Anne Margaret Daniel, 17 Aug 2012

'Pay in Blood' is also a great song. The Dylan move of someone’s gonna pay, but it ain’t gonna be me, is an old one. He’s slippery, and gets out of the fixes he gets himself into in his songs…most of the time. “Arms and legs, body & bone / I’ll pay in blood, but not my own.” It’s got a taunting, judging tone to it that fits the words perfectly into the tune.
'Scarlet Town' was one of my very favorites. My mother’s family are farmers from western North Carolina, who came there from Scotland (where my many-times-great grandmother was bonnie Annie Laurie) in the 1760s. My grandmother sang me to sleep when I was a child with 'Barbara Allen', her favorite ballad, and it’s always been mine. Not exactly an uplifter, but what ballad is? One of the great evenings of my life was hearing Dylan singing 'Barbara Allen' in the summer of 1988 at the Greek Theatre in Los Angeles. Well, I think if Grandma had sung me to sleep with 'Scarlet Town', I’d have been a tad more unsettled than 'Barbara Allen' probably had already made me in my dreams. The tune is gorgeous, and the song sung sweetly and softly, every word crystal clear, enunciated and carefully pronounced.

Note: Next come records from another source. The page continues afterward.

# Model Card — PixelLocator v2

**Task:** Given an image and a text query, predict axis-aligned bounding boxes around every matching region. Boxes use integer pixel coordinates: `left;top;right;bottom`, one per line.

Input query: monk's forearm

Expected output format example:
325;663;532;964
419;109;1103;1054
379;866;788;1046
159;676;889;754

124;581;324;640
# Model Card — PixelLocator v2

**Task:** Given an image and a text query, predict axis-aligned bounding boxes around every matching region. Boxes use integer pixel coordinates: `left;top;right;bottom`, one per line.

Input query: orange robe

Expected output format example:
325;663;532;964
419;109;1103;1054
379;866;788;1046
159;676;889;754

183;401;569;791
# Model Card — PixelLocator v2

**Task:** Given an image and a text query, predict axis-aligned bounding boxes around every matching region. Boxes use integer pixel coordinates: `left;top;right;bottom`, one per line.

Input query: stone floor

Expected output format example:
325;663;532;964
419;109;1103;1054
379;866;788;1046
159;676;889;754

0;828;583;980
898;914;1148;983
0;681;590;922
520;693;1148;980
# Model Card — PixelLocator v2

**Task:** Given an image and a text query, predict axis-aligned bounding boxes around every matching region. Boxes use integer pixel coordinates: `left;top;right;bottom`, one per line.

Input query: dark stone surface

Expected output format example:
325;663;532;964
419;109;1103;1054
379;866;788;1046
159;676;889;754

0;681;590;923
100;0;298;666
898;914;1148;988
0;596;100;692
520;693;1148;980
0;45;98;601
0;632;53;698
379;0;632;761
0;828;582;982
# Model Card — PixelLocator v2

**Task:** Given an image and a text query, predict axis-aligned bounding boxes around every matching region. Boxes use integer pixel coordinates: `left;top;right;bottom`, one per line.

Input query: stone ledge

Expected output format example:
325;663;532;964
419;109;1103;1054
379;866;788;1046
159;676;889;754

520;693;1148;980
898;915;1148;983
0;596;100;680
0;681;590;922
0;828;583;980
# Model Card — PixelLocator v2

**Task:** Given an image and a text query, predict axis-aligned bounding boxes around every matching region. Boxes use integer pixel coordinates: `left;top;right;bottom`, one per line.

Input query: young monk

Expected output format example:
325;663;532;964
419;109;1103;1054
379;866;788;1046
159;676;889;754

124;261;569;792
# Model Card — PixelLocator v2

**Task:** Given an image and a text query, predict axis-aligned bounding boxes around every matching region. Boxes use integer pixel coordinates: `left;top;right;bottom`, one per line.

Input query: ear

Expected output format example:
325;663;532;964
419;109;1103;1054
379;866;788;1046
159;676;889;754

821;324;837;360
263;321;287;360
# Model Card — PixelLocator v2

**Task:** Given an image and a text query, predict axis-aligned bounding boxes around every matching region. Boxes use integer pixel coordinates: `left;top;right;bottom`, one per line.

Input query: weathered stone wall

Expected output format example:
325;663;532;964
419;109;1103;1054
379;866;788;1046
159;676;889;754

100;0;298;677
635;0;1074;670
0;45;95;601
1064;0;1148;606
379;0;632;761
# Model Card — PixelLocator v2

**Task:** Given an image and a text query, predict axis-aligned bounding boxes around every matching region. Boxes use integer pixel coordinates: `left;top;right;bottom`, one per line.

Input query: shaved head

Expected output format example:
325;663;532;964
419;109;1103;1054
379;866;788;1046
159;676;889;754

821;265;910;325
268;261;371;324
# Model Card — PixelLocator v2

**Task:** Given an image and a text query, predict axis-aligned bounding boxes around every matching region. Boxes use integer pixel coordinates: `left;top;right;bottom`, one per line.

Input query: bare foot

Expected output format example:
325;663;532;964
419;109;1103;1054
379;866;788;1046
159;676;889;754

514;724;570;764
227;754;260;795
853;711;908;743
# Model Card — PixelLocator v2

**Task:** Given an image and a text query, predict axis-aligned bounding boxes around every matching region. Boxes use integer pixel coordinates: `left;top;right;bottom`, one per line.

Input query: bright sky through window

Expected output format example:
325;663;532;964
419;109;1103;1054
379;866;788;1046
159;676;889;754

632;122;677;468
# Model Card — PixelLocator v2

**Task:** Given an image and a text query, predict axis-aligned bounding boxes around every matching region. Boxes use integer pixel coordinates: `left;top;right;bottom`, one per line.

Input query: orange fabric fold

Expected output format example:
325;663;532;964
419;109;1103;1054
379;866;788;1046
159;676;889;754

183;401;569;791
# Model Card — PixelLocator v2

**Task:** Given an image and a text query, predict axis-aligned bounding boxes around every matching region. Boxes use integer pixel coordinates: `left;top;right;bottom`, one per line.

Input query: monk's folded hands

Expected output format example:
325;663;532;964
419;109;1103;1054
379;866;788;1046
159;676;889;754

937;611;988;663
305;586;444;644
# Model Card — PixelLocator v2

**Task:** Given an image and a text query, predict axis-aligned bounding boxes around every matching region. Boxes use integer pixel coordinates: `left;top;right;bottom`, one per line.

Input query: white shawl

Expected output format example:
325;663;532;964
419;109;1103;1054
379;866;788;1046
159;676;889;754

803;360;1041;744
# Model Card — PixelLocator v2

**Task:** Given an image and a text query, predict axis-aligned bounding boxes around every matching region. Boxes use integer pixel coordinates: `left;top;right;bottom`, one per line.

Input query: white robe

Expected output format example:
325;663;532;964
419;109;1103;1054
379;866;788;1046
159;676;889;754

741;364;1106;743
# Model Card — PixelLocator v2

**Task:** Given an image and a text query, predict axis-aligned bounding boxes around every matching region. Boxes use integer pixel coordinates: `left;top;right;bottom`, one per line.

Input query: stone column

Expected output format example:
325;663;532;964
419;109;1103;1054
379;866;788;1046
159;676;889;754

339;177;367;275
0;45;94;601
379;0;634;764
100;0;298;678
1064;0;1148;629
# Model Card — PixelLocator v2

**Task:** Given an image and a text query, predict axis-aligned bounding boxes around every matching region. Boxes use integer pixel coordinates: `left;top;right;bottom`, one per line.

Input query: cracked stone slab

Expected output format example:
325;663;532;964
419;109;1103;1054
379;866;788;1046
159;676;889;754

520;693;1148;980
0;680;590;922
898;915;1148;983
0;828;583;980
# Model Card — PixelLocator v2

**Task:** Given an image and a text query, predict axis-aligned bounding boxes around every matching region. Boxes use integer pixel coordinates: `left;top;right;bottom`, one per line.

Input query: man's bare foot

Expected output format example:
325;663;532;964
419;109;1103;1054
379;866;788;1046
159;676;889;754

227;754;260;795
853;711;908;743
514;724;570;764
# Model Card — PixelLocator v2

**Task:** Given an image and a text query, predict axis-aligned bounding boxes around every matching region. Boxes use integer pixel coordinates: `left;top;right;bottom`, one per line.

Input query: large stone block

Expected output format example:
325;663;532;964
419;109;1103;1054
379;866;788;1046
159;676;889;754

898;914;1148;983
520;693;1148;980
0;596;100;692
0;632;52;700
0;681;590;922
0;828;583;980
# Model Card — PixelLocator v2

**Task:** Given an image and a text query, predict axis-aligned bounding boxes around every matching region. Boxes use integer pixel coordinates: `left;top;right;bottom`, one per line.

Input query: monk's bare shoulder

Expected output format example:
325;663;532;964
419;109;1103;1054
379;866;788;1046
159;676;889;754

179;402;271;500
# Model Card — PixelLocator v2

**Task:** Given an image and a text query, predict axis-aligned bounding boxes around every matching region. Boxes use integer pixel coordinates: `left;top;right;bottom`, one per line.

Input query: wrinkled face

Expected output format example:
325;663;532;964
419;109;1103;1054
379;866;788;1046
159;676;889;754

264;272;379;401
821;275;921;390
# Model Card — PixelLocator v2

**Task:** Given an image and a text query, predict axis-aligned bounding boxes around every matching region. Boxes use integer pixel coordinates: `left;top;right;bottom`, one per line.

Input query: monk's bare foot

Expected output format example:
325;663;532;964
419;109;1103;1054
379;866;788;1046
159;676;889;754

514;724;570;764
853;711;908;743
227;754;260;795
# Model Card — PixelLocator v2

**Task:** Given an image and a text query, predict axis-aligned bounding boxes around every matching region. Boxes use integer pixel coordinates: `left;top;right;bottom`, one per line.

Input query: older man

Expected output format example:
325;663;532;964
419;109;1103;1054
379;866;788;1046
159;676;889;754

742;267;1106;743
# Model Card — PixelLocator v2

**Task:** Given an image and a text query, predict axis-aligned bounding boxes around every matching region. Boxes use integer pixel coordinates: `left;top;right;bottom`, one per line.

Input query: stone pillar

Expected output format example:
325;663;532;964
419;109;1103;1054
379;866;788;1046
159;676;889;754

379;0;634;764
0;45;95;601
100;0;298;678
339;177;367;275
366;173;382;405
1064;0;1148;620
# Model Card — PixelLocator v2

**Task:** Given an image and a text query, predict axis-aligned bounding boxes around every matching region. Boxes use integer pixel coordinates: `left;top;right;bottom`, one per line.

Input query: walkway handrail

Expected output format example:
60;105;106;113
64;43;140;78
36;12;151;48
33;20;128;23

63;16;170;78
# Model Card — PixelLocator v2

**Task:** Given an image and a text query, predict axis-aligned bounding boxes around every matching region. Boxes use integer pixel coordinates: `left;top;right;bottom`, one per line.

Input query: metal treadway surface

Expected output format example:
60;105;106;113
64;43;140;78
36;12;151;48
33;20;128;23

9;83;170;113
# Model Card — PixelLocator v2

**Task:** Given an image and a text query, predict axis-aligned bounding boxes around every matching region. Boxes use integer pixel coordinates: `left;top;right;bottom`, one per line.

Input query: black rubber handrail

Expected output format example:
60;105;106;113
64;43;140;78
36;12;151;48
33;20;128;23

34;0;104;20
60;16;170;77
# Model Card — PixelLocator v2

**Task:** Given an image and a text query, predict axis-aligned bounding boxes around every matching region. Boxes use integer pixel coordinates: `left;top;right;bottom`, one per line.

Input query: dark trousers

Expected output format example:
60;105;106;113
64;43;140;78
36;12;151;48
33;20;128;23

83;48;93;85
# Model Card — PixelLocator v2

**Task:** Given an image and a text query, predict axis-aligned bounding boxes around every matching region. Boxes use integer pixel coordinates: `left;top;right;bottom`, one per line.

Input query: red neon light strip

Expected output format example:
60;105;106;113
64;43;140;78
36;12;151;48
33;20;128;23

You won’t need a lyric sheet for this record. (I don’t understand people who complain they can’t tell what Dylan’s saying/singing: he’s very precise these days.) Like many of the songs on Tempest, 'Scarlet Town’s' got an archaic feel – and not just because its roots are in an old ballad’s roses and briars. Scarlet Town, where I was born, with its golden leaves and silver thorn, could have come from a Yeats poem of the 1890s. The town itself is far from perfect, with its marble slabs and graveyards and deaths – but, the singer reminds you repeatedly, still you regret leaving it, and you know you’ll come back there some day.
'Early Roman Kings' is a rhyming romp – lecherous and treacherous, peddlers and meddlers. I was laughing through it, and wincing sometimes, too, at the hard images. The Muddy Waters riff that drives 'Mannish Boy', that Muddy in turn got from a hundred older bluesmen, pulls the words along in a river. It’s sort of a voodoo song, with all the kings like Baron Samedis. They’re not in togas or on coins, but in their sharkskin suits, in their top hats and tails, nailed in their coffins (so they can’t get out, presumably, though beware, they DO). All the centuries are jumbled together like tossed cards. Which, when you think about it, is pretty much the way human history goes down, and always will. When the singer starts cautioning you, near the end, that he’s going to start acting like an early Roman king, you’d better stay on your toes. Or, better yet, head for the hills.